There is probably some obvious sign there, which I’m just too thick to see. Still hoping for a follow up date though, assuming it even was a date. As I write this I realize that it probably was one, but that the semantics shouldn’t matter. All the same, I get to thinking: are there any dead giveaways that you are on a date, not just out as friends?
I’m sure in some corner of the Internet, someone has the answer, and I’m determined to find it. Turns out there are plenty of people blogging about the subject – mostly women writing for other women, like the confusion is somehow my fault. The general consensus is if you offer to pay for dinner, and you smell nice, you’re on a date. It’s all very scientific.
I decide that this is important enough to bother my friends with. Their responses vary. Some say one-on-one time with Her is automatically a date. Others say it’s only a date if I kiss Her.
Instead of clearing things up, I find I may have committed a major breach of protocol by not going for the goodnight kiss. Never the less, one friend actually has detailed instructions for people like me:
- Establish eye contact
- Move closer
- Tilt head and close eyes
- Stop and await response
I’m told the last step is the most important: you can’t have a good kiss without reciprocity.
“If you’re gonna make a move, you go 90% and make her go the other 10 if you’re gonna kiss her,” my helpful friend explains, “then you know she’s into you.” This is the best advice I’ve been given on the subject.
Another buddy tells me to track down the lobster from the little mermaid – the one that sings Lalalala, go on and kiss the girl – maybe it can give me the encouragement I needed. We’re in BJ’s when he tells me this, so naturally we stop by the live seafood tank to see if they sell crustaceans that could pose as my wingman. It seemed like a more plausible idea while I was drunk.

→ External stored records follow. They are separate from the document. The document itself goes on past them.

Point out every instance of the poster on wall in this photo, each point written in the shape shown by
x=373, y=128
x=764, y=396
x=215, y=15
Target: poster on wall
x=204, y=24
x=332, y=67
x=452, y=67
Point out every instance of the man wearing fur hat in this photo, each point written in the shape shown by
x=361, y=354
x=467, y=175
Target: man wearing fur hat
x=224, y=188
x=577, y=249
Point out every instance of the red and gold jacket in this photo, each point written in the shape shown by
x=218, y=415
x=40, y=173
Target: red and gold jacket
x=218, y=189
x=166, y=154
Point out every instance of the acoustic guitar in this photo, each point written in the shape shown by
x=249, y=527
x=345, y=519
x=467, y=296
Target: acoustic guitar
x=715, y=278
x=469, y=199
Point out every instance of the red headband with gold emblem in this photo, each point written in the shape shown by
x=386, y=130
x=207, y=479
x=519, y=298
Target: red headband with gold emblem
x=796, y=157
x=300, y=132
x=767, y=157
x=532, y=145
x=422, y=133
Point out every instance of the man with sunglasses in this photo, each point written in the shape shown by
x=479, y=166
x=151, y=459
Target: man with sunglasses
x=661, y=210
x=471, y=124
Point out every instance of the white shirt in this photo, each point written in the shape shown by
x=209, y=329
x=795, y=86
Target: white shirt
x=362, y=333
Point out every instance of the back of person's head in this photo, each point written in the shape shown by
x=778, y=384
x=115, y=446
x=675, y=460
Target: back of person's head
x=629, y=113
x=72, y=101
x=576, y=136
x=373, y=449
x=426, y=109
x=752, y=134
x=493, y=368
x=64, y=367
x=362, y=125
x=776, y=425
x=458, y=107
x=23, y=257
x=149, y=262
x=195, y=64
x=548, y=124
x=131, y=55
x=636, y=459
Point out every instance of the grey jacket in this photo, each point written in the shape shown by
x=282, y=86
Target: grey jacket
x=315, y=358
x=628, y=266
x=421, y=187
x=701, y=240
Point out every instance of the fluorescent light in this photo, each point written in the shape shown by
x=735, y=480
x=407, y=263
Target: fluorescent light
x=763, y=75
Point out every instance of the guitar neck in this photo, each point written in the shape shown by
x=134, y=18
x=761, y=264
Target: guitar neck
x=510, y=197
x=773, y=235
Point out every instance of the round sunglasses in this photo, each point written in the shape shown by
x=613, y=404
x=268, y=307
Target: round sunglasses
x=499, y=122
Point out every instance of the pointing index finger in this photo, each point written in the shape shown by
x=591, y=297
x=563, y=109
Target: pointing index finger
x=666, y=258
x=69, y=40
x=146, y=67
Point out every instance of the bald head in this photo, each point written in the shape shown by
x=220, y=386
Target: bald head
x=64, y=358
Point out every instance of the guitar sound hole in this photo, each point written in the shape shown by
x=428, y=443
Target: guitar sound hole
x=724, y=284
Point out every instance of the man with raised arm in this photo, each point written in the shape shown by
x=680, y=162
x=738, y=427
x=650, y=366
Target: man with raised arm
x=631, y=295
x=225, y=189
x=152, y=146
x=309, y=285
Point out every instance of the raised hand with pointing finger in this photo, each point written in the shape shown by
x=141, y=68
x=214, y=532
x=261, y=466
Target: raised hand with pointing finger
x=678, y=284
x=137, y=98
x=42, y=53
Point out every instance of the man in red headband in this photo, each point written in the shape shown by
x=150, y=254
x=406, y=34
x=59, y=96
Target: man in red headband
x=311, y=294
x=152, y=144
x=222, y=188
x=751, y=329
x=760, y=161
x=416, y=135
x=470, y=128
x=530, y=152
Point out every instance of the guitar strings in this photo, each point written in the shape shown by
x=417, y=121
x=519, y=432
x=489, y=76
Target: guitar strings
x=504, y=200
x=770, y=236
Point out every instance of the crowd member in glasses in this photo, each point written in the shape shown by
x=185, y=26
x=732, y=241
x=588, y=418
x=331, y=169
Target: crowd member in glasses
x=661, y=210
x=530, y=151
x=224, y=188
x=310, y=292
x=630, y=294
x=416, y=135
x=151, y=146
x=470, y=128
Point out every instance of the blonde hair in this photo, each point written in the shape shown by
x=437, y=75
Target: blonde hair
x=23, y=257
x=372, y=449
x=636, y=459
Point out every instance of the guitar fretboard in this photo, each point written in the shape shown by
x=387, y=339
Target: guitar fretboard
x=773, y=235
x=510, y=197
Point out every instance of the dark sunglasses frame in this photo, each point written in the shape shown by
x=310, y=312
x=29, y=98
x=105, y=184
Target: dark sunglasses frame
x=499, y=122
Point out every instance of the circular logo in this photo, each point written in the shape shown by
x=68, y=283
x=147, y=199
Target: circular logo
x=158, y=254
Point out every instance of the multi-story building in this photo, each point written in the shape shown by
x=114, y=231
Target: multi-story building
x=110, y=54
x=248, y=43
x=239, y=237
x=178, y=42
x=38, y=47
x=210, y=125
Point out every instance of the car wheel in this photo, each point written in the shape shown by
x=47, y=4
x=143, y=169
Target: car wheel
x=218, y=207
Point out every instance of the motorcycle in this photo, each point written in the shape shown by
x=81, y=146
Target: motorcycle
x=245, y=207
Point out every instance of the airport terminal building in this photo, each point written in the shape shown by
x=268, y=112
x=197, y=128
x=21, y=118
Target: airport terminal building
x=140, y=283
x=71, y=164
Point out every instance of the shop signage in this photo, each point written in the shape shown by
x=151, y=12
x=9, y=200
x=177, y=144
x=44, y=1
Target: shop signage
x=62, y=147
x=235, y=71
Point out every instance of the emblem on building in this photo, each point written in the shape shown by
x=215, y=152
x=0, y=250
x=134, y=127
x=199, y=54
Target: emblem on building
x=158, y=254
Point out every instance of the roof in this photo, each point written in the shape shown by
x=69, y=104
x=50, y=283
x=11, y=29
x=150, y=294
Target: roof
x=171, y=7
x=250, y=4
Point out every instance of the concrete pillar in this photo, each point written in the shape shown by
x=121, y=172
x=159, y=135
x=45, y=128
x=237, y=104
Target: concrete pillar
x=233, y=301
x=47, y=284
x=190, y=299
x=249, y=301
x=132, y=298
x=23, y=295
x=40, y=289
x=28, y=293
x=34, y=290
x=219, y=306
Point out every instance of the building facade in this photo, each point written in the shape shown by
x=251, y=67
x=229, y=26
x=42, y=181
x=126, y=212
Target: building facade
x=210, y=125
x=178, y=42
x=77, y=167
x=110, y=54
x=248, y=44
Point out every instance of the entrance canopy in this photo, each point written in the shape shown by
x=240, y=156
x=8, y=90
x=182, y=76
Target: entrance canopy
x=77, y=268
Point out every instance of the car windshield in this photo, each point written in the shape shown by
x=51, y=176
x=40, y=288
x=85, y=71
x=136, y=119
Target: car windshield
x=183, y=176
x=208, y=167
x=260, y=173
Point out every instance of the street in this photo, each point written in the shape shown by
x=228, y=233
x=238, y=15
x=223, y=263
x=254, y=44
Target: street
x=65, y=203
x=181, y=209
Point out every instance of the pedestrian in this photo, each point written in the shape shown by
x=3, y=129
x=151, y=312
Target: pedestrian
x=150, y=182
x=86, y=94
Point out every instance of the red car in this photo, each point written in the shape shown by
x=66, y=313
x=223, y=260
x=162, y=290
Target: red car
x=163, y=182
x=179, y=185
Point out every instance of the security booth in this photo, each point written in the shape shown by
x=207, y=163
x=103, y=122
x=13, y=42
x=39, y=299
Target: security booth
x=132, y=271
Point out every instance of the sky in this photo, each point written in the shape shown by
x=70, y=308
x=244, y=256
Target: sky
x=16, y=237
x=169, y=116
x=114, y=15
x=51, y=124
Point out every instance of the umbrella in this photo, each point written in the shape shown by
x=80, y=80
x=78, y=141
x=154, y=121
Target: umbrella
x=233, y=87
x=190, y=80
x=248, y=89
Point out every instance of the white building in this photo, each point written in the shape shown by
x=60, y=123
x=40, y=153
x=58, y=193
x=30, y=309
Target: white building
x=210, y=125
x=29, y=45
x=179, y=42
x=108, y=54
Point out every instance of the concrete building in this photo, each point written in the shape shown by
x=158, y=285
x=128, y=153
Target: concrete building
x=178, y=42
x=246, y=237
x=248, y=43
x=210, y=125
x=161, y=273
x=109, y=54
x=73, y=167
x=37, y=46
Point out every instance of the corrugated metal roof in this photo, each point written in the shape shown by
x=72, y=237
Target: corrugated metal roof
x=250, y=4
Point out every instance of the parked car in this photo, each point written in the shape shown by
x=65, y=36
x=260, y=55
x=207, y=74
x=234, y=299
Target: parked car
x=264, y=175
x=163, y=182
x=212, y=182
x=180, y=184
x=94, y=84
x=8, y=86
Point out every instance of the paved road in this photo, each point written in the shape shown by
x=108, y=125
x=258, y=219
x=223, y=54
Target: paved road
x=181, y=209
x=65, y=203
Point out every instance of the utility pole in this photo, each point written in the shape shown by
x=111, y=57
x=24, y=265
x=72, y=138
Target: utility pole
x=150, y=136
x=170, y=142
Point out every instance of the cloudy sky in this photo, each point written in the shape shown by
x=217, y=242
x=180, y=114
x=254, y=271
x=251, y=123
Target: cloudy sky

It isn’t until I remember that lobsters don’t really talk that it hits me: here I am, thinking about whether I should’ve kissed Her, while I’m not even entirely sure if it was a date. But instead of shrugging it off like a normal human being, I’m sobering up in a chain retailer trying to pick out an anthropomorphic sea creature who can do the legwork for me. Not only am I definitely overthinking it, but also I’m probably the reason that women write these, “Am I on a date?” articles. My God, I am the problem.